The U.S. Census Bureau has been counting the homeless population across the nation this week, with visits to homeless shelters, soup kitchens, outside encampments, transit centers and more, as it nears the end of its once-a-decade tally of the nation's population.
The bureau said the count, which started Tuesday and ends Thursday, has been aided by information from service providers, municipal governments and others in the community.
"Over the three-day period, we’ll visit all service-based locations, so mobile food banks, soup kitchens, homeless shelters," said Jeff Behler, the bureau's director of the New York regional office, which covers New York, New Jersey, the New England states and Puerto Rico.
On Thursday morning, census takers are scheduled to visit subway stations and outside encampments. "We’ve cataloged those locations over the past year-and-a-half," Behler said.
On Wednesday, census takers visited the Center for Transformative Change Resource Center in Hempstead, one of the facilities operated by The INN, a nonprofit volunteer organization that also provides temporary shelters, a soup kitchen and 10 long-term housing facilities. Census takers there declined to comment.
Greta Guarton, executive director of the Long Island Coalition for the Homeless, said "the approximate number of people in shelters on any given night was around 3,800 in January, when we conducted our annual Point In Time count."
Guarton said the coalition doesn't operate shelters, but has been conducting outreach to the homeless population. "We have been working with individuals living on the street and encouraging them to complete the census," she said.
She said the coalition has provided census staff with information about where the "unsheltered" homeless can be found and even offered to accompany census takers to those places, but were rebuffed. Behler explained that because of privacy restrictions, "Only census workers can go out and do this count."
Guarton said she was skeptical of census takers' ability to persuade some people who aren't in shelters to cooperate with someone "going in with a clipboard. … I will say, generally speaking, there's a trust factor there." So, she said, "The coalition is making efforts … to ensure that unsheltered individuals with whom we are working with are completing the census."

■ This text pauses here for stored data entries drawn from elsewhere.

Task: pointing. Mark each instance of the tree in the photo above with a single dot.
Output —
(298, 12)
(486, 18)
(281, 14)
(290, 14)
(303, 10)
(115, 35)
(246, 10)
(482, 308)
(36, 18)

Rebecca Sanin, president and chief executive of the Health and Welfare Council of Long Island, whose group is leading the Island's Complete Count census campaign, is worried as the count nears its Sept. 30 finish.
"It’s sort of irrational to think there could be an accurate count of the homeless population in such a tight time frame," Sanin said.
Noting the impact the coronavirus pandemic has had on the Census Bureau's field work, overall, "I worry that any count is going to fail to account for what the region will need in the next 10 years," she said.
The census count affects the distribution of billions of dollars in federal aid to states.